# Timer making a whirring noise.



## gSTiTcH (Feb 21, 2013)

How old? Mechanical things wear out.


----------



## Wasserpest (Jun 12, 2003)

You may have not noticed it first, and now that you did, you can't "unhear" it. Some of my mechanical timers are relatively loud. Digital ones are quiet! :thumbsup:


----------



## milesm (Apr 4, 2006)

i've never had timers make a whirring sound--just the ticking of the timing mechanism. they work fine, just a bit noisy on a quiet evening.


----------



## Vin (Apr 10, 2013)

I set up the riparium this summer. So its not more thatn 2 months old.

The timer I have on my 33g is in my bedroom and I never noticed it in its 4 years of use.

I'm inclined to believe I just have a crappy timer


----------



## Sierra255 (Sep 13, 2007)

Is it one of these? I have one and it makes a whirring noise, too, and has from the day I bought it. It works, just makes a little noise.

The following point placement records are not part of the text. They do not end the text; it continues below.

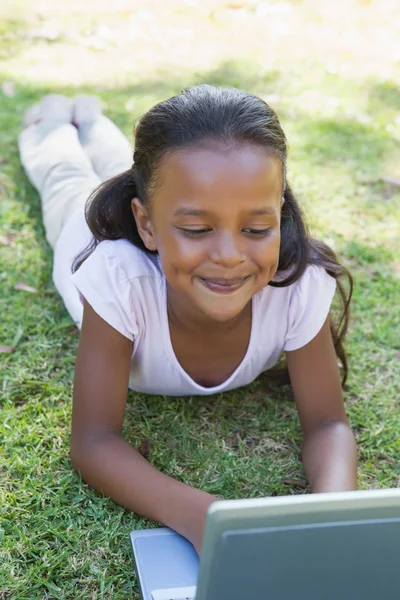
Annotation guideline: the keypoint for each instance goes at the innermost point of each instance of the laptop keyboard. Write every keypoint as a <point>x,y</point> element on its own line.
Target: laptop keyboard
<point>188,593</point>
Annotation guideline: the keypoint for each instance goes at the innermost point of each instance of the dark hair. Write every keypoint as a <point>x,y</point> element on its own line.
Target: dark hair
<point>204,114</point>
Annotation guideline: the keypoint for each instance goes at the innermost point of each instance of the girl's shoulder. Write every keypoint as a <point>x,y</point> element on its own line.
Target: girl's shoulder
<point>121,283</point>
<point>295,313</point>
<point>122,254</point>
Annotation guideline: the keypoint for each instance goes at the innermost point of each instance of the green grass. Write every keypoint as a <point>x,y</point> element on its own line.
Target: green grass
<point>59,539</point>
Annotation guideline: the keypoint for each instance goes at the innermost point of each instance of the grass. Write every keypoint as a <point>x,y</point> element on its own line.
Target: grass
<point>339,108</point>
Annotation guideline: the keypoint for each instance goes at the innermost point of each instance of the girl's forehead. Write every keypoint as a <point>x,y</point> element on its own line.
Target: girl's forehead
<point>211,170</point>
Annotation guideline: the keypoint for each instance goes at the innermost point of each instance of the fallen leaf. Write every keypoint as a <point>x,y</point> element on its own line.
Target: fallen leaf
<point>8,88</point>
<point>295,482</point>
<point>20,285</point>
<point>8,240</point>
<point>5,349</point>
<point>395,181</point>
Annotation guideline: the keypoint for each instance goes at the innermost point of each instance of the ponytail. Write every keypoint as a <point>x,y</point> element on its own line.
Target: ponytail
<point>109,214</point>
<point>297,251</point>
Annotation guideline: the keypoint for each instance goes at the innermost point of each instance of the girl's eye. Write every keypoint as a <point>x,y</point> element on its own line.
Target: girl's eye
<point>258,232</point>
<point>194,232</point>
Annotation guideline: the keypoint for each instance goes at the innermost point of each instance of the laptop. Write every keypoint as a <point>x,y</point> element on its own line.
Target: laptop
<point>339,546</point>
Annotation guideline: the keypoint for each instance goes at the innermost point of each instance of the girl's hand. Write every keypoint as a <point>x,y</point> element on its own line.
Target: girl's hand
<point>329,449</point>
<point>99,452</point>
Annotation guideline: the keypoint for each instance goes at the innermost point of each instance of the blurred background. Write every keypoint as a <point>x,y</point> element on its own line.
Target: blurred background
<point>331,69</point>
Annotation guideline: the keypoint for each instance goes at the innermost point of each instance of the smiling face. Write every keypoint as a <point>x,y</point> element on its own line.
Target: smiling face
<point>214,219</point>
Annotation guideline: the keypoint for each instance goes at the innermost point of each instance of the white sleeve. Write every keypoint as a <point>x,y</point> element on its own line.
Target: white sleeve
<point>101,280</point>
<point>309,306</point>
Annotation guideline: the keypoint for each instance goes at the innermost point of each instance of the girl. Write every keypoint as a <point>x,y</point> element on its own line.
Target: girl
<point>192,272</point>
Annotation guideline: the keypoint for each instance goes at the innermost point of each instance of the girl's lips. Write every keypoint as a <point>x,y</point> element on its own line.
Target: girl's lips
<point>224,286</point>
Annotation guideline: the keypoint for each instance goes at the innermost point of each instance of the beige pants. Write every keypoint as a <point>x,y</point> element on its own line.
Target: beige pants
<point>65,166</point>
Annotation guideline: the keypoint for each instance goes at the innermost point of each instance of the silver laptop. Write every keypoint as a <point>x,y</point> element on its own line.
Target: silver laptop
<point>341,546</point>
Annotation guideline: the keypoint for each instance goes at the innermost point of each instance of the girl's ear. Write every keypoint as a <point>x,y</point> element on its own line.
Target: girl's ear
<point>143,223</point>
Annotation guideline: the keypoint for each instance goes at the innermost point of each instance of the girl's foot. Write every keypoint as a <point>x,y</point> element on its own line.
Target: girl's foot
<point>53,107</point>
<point>86,110</point>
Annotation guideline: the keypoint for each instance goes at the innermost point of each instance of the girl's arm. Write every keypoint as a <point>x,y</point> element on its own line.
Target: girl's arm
<point>99,452</point>
<point>329,449</point>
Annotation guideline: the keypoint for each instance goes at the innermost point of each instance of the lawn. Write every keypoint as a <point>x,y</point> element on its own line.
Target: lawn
<point>332,71</point>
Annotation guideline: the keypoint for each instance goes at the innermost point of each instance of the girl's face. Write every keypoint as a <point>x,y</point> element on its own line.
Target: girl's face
<point>215,221</point>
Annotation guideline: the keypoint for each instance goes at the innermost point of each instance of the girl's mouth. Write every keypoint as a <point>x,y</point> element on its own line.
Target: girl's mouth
<point>224,286</point>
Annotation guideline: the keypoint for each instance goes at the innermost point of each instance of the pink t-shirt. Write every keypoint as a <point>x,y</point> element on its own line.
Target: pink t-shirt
<point>127,288</point>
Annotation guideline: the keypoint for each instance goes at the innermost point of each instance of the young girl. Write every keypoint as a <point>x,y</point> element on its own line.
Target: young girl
<point>192,272</point>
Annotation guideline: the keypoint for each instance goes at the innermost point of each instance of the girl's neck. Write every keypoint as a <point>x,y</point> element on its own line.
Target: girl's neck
<point>188,318</point>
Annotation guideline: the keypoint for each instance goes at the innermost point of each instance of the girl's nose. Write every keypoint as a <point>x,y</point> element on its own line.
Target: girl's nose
<point>226,251</point>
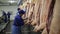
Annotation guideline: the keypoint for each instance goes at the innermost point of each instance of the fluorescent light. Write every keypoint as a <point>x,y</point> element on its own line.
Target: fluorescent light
<point>12,1</point>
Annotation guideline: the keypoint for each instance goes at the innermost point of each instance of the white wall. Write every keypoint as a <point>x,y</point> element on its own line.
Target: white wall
<point>12,9</point>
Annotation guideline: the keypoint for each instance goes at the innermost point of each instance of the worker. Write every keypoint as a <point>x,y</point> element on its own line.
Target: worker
<point>18,22</point>
<point>4,15</point>
<point>8,16</point>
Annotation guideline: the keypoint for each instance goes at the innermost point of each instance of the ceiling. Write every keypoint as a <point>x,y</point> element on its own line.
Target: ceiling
<point>9,2</point>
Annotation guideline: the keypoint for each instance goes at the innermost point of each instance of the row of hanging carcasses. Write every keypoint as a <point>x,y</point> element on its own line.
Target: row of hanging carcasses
<point>37,12</point>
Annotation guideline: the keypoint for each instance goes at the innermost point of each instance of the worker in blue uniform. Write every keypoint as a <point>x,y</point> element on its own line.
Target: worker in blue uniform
<point>18,22</point>
<point>4,15</point>
<point>8,16</point>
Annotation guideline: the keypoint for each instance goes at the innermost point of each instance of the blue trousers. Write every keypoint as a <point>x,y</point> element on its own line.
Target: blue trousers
<point>16,29</point>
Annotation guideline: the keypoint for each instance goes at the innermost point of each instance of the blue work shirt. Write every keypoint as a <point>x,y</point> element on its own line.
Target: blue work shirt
<point>18,21</point>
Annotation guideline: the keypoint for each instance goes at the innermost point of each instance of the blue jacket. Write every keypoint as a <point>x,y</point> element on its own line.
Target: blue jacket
<point>18,21</point>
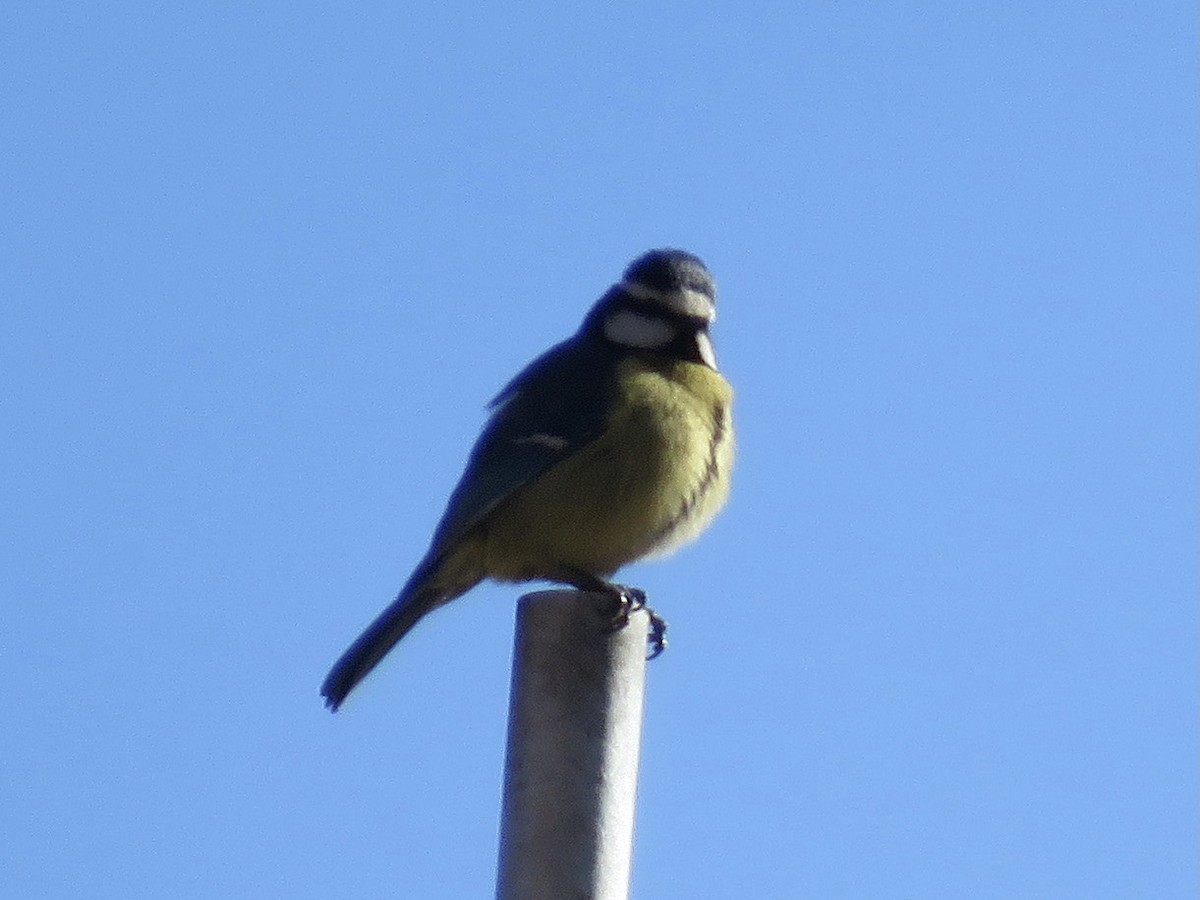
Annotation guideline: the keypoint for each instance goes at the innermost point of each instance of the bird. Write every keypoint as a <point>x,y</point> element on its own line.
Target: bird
<point>613,445</point>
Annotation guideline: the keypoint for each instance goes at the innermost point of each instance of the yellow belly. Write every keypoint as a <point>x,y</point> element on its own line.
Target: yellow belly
<point>649,484</point>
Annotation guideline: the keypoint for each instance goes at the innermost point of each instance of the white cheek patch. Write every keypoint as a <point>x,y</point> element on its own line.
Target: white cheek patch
<point>684,301</point>
<point>705,346</point>
<point>633,329</point>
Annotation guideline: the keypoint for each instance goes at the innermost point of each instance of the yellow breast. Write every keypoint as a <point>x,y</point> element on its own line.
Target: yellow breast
<point>648,485</point>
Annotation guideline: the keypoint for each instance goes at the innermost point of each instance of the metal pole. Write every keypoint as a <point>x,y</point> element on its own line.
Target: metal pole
<point>575,730</point>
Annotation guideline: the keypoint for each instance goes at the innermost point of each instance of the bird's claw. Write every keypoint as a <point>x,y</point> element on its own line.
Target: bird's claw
<point>629,600</point>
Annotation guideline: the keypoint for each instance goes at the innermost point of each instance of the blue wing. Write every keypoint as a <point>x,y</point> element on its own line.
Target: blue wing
<point>557,405</point>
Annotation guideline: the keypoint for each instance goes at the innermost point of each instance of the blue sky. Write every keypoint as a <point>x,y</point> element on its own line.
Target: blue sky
<point>263,268</point>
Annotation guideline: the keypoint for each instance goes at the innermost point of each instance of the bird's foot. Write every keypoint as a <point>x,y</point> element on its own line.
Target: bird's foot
<point>629,600</point>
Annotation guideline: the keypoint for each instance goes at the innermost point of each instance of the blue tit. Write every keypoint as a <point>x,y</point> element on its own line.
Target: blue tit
<point>611,447</point>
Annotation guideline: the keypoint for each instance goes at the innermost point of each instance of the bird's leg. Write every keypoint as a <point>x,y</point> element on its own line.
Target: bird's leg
<point>625,601</point>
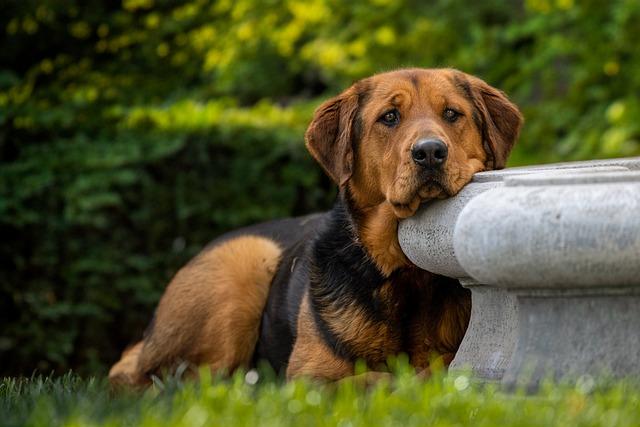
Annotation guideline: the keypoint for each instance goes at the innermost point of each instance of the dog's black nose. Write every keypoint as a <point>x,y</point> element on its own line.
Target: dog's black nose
<point>429,153</point>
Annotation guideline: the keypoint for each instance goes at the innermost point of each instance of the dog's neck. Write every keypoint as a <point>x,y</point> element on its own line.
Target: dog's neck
<point>354,299</point>
<point>376,227</point>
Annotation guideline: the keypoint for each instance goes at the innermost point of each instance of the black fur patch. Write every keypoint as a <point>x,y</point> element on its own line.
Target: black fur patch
<point>342,274</point>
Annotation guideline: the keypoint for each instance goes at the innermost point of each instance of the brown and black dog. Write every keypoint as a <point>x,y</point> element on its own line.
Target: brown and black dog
<point>312,295</point>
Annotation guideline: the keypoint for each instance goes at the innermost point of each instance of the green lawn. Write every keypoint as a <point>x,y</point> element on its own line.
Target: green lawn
<point>408,401</point>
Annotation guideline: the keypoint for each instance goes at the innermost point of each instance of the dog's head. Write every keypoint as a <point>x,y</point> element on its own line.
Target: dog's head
<point>411,135</point>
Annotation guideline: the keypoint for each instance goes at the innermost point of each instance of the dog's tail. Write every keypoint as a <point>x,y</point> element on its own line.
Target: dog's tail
<point>209,314</point>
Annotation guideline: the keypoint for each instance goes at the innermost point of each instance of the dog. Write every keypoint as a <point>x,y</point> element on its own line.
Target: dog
<point>313,295</point>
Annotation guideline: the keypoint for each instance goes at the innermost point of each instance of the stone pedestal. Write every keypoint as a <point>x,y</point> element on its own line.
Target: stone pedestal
<point>551,254</point>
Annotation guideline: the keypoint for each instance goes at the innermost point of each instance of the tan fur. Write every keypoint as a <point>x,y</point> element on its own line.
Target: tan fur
<point>211,310</point>
<point>125,372</point>
<point>311,356</point>
<point>382,177</point>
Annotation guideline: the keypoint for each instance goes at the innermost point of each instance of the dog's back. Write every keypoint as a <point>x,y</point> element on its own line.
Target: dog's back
<point>213,307</point>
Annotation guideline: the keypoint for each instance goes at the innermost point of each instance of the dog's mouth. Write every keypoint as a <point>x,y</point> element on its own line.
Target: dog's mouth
<point>429,188</point>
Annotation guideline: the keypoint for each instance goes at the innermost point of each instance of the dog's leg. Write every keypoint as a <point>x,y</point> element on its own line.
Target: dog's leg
<point>210,313</point>
<point>311,356</point>
<point>125,373</point>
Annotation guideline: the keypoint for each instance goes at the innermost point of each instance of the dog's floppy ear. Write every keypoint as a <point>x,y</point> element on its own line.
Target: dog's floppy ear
<point>500,121</point>
<point>329,136</point>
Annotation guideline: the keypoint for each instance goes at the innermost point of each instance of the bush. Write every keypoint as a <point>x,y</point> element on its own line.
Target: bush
<point>132,133</point>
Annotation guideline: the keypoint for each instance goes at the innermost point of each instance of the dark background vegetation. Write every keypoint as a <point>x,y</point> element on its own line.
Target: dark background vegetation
<point>132,132</point>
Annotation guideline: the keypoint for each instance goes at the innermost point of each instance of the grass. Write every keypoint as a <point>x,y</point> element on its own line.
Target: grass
<point>241,401</point>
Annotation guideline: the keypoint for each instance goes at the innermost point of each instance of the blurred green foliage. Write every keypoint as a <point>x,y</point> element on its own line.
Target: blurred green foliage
<point>134,131</point>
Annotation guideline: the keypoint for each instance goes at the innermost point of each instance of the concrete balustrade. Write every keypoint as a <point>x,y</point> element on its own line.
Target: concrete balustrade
<point>551,254</point>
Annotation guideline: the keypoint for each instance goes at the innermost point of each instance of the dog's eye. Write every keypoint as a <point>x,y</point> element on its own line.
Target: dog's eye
<point>390,118</point>
<point>451,115</point>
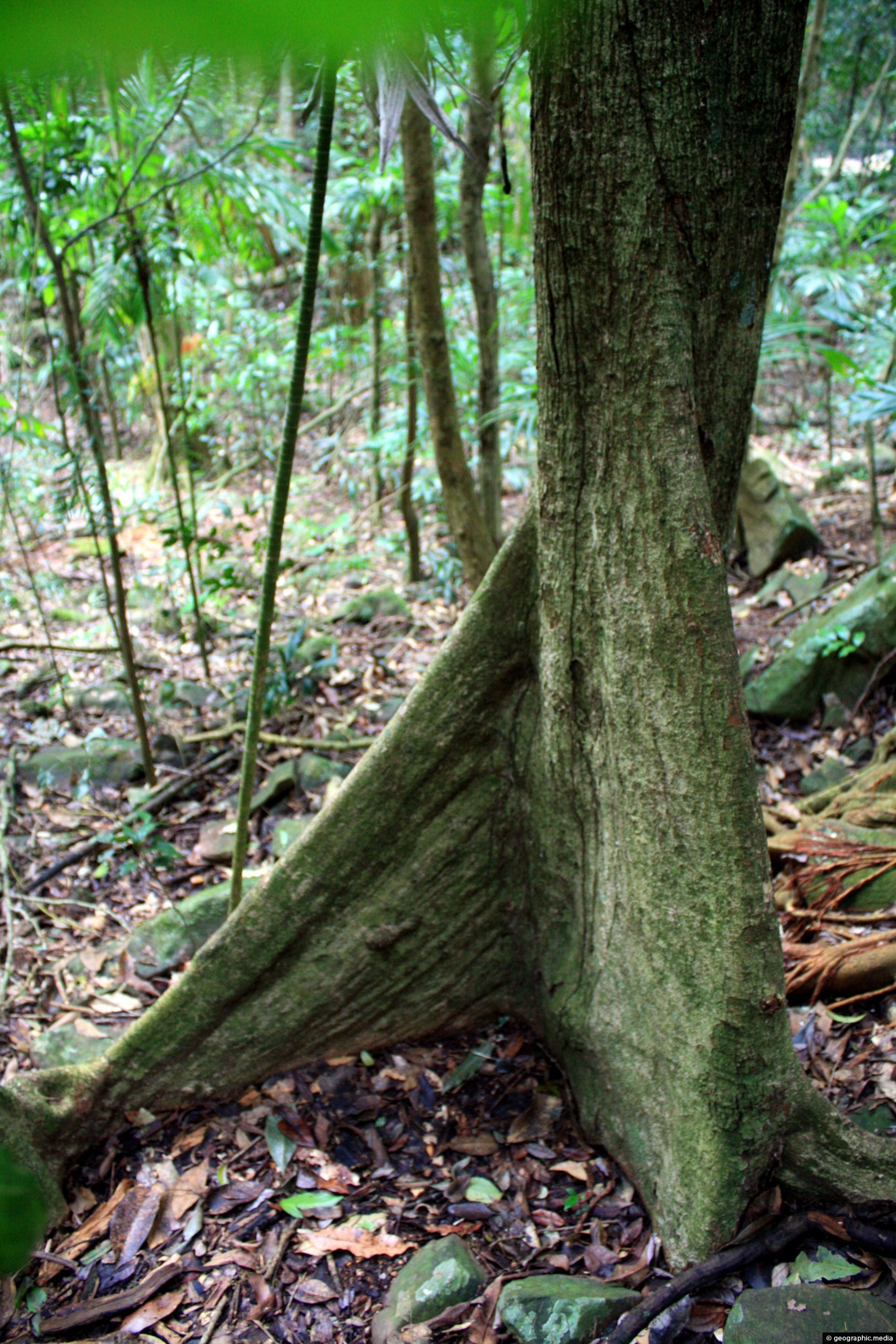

http://www.petco.com/product/102877/Zilla-Analog-Timer-Power-Center.aspx?CoreCat=OnSiteSearch


----------



## Vin (Apr 10, 2013)

Its this guy :
http://www.homedepot.com/p/Defiant-...er-with-2-Outlet-49807/203677447#.UjNCG9Jg_j4


----------



## tarsman013 (Aug 26, 2013)

they will make a noise as it is essentially a clock that works a relay. The first time you hear it, it is all over as you will key into the sound in a quiet room.


----------